Add it all up: people with no proven history of being able to stick to a budget for a long period of time, no home equity to speak of, and no safety net, and it may not surprise you to hear that having no equity in your home is almost as strong a predictor of defaulting on your mortgage as having poor credit. Now, that’s for the post-crash US market, so it’s having no equity to begin with and then being upside-down that I’m talking about, but with only 5% and closing costs of ~10%, even a flat market can leave you upside-down if you’re forced to sell. Of course, “layered” risk factors are exponentially more risky: someone with poor credit (i.e.: someone who has been late or defaulted on a payment in the past) but managed to save up a 20% down payment and has it invested in the house has let’s say a ~1% chance to default in a bad housing market, and someone with good credit but no equity has a ~0.8% chance of defaulting, but someone with poor credit and no downpayment is way more likely to default, at say ~7%. This is where a lot of the attention goes in the discussions of the shoddy US lending practices and how Canada is “different”… but we’re writing a tonne more low-downpayment mortgages (though to people with decent credit), which is really only a difference of degrees vs subprime in terms of risks to the system. It’s not throwing gas on the fire in terms of adding accelerants, but it still burns.

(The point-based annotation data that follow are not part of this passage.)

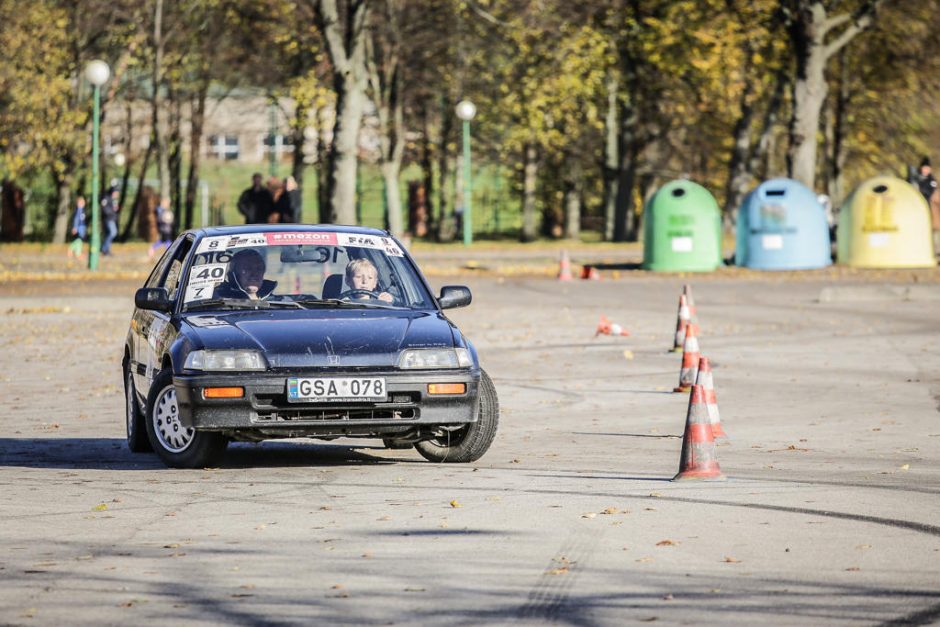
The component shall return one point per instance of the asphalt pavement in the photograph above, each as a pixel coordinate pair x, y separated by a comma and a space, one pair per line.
828, 384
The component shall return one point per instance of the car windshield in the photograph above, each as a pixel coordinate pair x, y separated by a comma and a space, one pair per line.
303, 269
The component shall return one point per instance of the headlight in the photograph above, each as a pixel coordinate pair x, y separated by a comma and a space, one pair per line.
226, 360
419, 358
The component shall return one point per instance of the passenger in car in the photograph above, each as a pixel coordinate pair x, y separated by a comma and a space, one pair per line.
246, 277
362, 275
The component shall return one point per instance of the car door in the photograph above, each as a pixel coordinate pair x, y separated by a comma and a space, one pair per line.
156, 328
141, 322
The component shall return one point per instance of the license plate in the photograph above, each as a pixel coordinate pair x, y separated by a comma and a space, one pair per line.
336, 389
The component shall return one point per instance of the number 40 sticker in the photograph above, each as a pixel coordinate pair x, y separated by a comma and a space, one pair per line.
203, 279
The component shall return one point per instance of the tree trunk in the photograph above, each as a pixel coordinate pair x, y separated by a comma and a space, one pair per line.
159, 119
140, 190
299, 139
808, 29
445, 223
427, 165
346, 48
63, 212
175, 161
625, 215
611, 157
835, 165
573, 192
323, 149
528, 193
739, 176
197, 120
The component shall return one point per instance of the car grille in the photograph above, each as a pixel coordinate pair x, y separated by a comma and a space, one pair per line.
312, 414
274, 408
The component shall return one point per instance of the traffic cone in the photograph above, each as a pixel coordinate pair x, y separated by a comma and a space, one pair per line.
682, 321
705, 379
606, 327
591, 273
693, 314
564, 267
699, 458
690, 357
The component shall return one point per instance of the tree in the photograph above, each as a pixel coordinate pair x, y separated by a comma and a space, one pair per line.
343, 25
815, 38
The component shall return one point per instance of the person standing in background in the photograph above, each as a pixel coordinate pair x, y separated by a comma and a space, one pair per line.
165, 221
79, 228
109, 213
927, 184
288, 204
255, 203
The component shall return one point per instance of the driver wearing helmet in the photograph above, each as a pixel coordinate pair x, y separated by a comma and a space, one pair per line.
361, 276
246, 277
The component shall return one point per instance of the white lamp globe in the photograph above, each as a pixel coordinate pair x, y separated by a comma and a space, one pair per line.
466, 110
97, 72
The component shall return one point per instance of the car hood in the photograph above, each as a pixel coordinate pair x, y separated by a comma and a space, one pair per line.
323, 338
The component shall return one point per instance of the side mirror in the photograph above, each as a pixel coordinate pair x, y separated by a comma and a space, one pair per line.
454, 296
152, 298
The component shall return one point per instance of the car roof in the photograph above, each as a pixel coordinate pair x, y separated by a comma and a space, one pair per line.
286, 228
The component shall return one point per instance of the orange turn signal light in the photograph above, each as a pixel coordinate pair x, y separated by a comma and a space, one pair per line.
447, 388
223, 392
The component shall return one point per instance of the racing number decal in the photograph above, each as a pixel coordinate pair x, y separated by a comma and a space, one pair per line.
203, 279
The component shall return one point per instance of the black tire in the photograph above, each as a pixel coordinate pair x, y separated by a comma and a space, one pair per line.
470, 442
176, 446
137, 439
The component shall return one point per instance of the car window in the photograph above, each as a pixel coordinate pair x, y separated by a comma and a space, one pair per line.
156, 275
303, 267
171, 282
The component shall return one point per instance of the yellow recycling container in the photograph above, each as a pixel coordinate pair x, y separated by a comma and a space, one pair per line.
885, 223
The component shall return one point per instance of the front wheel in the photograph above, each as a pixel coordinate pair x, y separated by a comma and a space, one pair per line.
176, 445
137, 440
469, 442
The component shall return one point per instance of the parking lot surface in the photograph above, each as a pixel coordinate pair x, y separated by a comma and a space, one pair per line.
828, 389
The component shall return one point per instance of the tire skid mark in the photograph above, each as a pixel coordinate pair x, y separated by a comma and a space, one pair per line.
548, 598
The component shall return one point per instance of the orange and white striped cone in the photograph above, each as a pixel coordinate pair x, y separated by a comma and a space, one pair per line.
707, 381
606, 327
591, 273
699, 458
682, 322
564, 267
693, 314
690, 357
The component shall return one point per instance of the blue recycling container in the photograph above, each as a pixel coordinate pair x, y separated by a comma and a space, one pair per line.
782, 226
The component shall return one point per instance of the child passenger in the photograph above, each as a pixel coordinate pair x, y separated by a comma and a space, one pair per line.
362, 275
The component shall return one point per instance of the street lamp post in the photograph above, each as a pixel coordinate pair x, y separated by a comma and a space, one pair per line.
465, 111
97, 72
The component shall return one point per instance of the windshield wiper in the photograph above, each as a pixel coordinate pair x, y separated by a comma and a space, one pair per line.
241, 303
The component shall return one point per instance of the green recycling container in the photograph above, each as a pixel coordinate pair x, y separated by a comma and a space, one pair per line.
682, 229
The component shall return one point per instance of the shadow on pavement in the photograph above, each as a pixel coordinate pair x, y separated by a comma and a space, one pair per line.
112, 454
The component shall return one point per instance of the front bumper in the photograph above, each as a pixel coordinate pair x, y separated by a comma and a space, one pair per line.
265, 407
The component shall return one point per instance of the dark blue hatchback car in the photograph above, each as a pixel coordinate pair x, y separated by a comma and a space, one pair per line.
279, 331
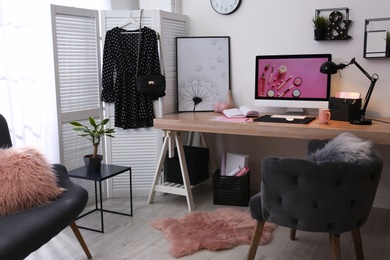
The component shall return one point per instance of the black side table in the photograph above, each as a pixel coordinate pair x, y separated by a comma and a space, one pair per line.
107, 171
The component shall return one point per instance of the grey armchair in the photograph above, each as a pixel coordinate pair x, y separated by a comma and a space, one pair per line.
26, 231
329, 197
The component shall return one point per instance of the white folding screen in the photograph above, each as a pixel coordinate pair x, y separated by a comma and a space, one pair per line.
77, 51
140, 148
76, 46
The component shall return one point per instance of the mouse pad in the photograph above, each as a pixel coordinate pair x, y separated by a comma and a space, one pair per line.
268, 118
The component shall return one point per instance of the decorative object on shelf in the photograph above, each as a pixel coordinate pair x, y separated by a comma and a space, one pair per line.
337, 28
330, 67
94, 134
203, 72
320, 24
377, 38
225, 6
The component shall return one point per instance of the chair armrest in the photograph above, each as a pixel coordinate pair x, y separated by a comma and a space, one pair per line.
316, 144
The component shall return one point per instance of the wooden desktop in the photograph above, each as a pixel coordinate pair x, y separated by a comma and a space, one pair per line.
173, 124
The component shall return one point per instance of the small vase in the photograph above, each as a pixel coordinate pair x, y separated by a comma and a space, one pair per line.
319, 35
93, 165
230, 99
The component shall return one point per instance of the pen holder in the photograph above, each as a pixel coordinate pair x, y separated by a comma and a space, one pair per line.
343, 109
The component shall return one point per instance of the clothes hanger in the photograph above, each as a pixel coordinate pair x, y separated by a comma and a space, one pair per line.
129, 21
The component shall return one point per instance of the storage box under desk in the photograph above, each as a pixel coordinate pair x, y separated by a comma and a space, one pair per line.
231, 190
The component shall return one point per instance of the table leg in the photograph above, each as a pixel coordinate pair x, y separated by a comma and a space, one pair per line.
101, 205
184, 171
131, 194
157, 173
185, 189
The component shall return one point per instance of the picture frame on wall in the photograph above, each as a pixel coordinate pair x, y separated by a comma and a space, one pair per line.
203, 72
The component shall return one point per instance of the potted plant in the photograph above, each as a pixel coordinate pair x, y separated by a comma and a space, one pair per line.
387, 39
94, 132
321, 24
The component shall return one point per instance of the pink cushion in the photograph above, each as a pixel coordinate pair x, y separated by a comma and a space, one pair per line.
26, 180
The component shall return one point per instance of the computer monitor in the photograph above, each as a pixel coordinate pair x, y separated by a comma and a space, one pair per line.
292, 82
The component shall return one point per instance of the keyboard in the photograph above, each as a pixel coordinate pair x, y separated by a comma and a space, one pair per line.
294, 119
288, 117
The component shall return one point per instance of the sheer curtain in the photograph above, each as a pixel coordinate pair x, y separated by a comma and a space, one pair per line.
27, 83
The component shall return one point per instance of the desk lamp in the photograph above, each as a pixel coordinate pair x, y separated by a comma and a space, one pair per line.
330, 67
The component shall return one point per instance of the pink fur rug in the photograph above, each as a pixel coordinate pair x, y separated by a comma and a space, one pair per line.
221, 229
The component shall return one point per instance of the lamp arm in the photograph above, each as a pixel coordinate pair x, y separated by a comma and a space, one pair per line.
353, 61
373, 80
367, 98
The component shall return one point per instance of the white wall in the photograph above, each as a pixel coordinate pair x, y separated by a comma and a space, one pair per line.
284, 27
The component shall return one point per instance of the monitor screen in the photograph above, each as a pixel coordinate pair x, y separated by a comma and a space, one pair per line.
292, 81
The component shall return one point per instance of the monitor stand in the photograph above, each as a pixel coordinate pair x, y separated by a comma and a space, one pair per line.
294, 111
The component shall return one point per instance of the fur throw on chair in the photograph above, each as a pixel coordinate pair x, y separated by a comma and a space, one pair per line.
346, 147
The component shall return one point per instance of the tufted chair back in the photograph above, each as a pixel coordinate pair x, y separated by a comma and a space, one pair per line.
331, 197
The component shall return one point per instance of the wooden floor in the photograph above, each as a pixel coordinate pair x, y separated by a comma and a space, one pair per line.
134, 238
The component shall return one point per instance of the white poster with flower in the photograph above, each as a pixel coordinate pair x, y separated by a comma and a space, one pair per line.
203, 72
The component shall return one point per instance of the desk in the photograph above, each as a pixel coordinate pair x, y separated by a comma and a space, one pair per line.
173, 124
107, 171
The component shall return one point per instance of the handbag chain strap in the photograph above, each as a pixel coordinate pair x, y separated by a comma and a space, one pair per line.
139, 45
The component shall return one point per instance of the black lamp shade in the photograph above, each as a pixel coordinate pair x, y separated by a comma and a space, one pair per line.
329, 67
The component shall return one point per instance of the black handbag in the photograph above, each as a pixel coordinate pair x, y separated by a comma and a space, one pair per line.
150, 85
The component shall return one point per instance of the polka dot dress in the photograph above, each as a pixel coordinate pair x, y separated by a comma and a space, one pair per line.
120, 54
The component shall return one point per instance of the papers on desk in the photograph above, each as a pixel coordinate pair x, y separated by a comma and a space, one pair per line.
225, 119
243, 111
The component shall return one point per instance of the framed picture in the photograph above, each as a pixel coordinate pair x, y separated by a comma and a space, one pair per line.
203, 72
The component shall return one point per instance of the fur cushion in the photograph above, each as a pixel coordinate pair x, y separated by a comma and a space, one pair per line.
26, 180
346, 147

And speaking of acting as an accelerant, have you ever heard someone complain in the last few years that “the market goes up faster than we can save!”? And what happens when someone complains that the housing market is going up faster than they can save? They stop saving and dive in with whatever they’ve got, even if they have to borrow the downpayment from mom and dad. It’s how speculative bubbles are made: prices start to rise, and people, being afraid they won’t be able to buy higher, buy in a panic. Which drives prices higher… When you have to have skin in the game, it can slow things down. If you have to save up 20%, it can mean that no matter how fast the market goes up, you still have to keep saving. You can’t bring demand forward from younger and younger people afraid of being priced out but who don’t have savings yet. And if you do get priced out then that helps act as a natural brake, because the demand is both removed when prices over-shoot (and people trying to save harder may spend less and put a damper on the local economy which may also help slow the market), and because it limits speculative frenzy. You don’t see a whole lot of people running down to pick up a half dozen condos on the first day of pre-sales when they have to put down 20%.

Of course, the most bizzarre proof that I have that low down-payment mortgages are dangerous is the existence of the CMHC itself. Banks are not allowed by law to hold a mortgage with less than 20% down — if they could, they might write many such mortgages. But doing so would put our whole banking system at risk if there’s a housing crash because there’s a good chance that even with a minor housing crash, with many homes having several years of mortgage payments under them, that the banks could not expect to recover more than 80% of the home’s original value. And banks failing due to aggressive mortgage writing could bring down commercial lending, and lead to panic and runs for deposits, and all the doomsday scenario stuff that we just went through in the US. So our banks aren’t allowed to hold those sorts of mortgages without insurance.

However, in a strange twist, a low-downpayment mortgage insured by CMHC is less risky to the bank than a conventional mortgage would be, since CMHC doesn’t just cover the difference between the actual downpayment and the insurance-free 20%, but rather the whole cost of the mortgage. The risky mortgage is basically off the bank’s balance sheet and put into a CMHC mortgage-backed security. Ah, yes, “securitization”. You’ve heard that word in the news a lot: a way of taking the risk away from the people making the decisions about writing a mortgage. Yes, that risk factor is alive and well up here in Canada, despite the recent lessons from the south.